Abstract: Machine learning algorithms have had breakthroughs in many areas in the last decades. The hardest task, to solve with machine learning, was solving tasks that humans solve intuitively, e.g. understanding natural language or recognizing specific objects in images. To overcome these problems is to allow the computer to learn from experience, instead of implementing a pre-written program to solve the problem at hand - that is how Neural Networks came to be. Neural Network is widely used in image analysis, and object detection algorithms have evolved considerably in the last years. Two of these algorithms are Faster Region-basedConvolutional Neural Networks(Faster R-CNN) and You Only Look Once(YOLO). The purpose of this thesis is to evaluate and benchmark state-of-the-art object detection methods and then analyze their performance based on reading information from images. The information that we aim to extract is digital and analog digits from the odometer of a car, this will be done through object recognition and region-based image analysis. Our models will be compared to the open-source Optical Character Recognition(OCR) model Tesseract, which is in production by the Stockholm-based company Greater Than. In this project we will take a more modern approach and focus on two object detection models, Faster R-CNN and YOLO. When training these models, we will use transfer learning. This means that we will use models that are pre-trained, in our case on a dataset called ImageNet, specifically for object detection. We will then use the TRODO dataset to train these models further, this dataset consists of 2 389 images of car odometers.
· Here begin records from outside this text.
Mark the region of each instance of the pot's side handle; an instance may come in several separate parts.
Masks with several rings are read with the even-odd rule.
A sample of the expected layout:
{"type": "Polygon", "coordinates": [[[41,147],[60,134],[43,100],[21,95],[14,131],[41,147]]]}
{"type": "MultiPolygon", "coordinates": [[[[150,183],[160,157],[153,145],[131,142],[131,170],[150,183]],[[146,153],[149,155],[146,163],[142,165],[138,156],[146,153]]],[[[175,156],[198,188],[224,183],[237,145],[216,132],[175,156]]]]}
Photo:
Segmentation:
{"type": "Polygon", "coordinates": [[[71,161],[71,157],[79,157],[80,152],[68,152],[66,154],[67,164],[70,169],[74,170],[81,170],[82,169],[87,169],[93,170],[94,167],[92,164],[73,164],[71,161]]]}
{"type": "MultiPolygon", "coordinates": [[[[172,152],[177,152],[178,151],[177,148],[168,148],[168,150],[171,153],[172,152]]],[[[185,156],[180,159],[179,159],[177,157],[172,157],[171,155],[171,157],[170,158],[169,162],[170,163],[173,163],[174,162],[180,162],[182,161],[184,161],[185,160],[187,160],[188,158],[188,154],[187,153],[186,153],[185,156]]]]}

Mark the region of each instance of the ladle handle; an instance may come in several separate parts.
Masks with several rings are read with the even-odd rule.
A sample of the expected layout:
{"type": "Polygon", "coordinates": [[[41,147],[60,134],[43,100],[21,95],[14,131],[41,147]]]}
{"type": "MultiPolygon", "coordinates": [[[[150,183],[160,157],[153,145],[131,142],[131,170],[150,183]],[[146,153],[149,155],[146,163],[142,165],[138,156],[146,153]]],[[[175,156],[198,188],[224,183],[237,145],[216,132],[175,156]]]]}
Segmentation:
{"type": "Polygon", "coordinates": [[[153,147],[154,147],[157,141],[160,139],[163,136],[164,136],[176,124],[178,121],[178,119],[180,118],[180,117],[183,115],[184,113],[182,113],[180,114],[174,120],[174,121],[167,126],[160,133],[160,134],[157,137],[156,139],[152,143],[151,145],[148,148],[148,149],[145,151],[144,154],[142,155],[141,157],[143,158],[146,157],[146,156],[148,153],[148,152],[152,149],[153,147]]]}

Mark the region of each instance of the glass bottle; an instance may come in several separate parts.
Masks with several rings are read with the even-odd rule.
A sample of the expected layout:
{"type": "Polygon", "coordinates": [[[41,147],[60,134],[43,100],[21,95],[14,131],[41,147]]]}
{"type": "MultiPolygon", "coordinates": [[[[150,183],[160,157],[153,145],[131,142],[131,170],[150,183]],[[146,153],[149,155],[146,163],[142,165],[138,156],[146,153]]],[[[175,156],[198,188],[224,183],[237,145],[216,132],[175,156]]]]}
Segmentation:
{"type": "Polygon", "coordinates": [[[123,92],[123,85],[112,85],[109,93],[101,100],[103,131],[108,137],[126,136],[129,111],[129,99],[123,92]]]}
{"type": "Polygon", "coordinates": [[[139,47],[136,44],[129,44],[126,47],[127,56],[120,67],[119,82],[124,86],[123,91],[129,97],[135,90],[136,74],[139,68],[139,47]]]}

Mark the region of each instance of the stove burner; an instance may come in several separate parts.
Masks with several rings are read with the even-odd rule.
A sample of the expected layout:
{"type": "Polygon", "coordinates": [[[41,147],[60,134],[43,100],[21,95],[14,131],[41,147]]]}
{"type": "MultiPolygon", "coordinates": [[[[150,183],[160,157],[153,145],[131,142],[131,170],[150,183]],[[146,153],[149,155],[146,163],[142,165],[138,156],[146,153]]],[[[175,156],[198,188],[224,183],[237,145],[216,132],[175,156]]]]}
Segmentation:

The models are then evaluated through the measures of mean average precision(mAP), prediction accuracy, and Levenshtein Distance. Our findings are that the object detection models are out-performing Tesseract for all measurements. The highest mAP and accuracy is attained by Faster R-CNN while the best results, regarding Levenshtein distance, are achieved by a YOLO model. The final result is clear, both of our approaches have more diversity and are far better thanTesseract, for solving this specific problem.